Tralasciamo per un attimo le anomalie della gara di appalto per la sistemazione della ex Casa di Cura Villa Fiorita a sede del Distretto Sanitario, anomalie denunciate in tempi non sospetti, per invitare l’azienda sanitaria a fare presto e bene.

Ai sindacati a mettere da parte la normale dialettica pre elettorale per l’elezione delle RSU.

Ritardi e tentennamenti da parte dell’azienda sanitaria stanno producendo incertezza tra i lavoratori, chiamati giornalmente  all’importante compito di gestione della salute pubblica.

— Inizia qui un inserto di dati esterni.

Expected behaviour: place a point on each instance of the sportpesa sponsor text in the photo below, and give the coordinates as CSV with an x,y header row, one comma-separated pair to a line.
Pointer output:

Bisogna rompere gli indugi e cogliamo l’occasione per ricordare, a tutti, i poteri dei Sindaci in materia di sanità ed igiene pubblica.

Una sentenza del Consiglio di Stato, Sezione III del 24 settembre 2013 ha trattato il potere di un Sindaco nel caso di una azienda al quale era stato data autorizzazione all’apertura , successivamente  chiusa  tenuto conto che emanava esalazioni nocive.

E’ appena il caso di ricordare la gravità della situazione dei lavoratori del Distretto Sanitario di Sassuolo ed il reato di omissione atti di ufficio.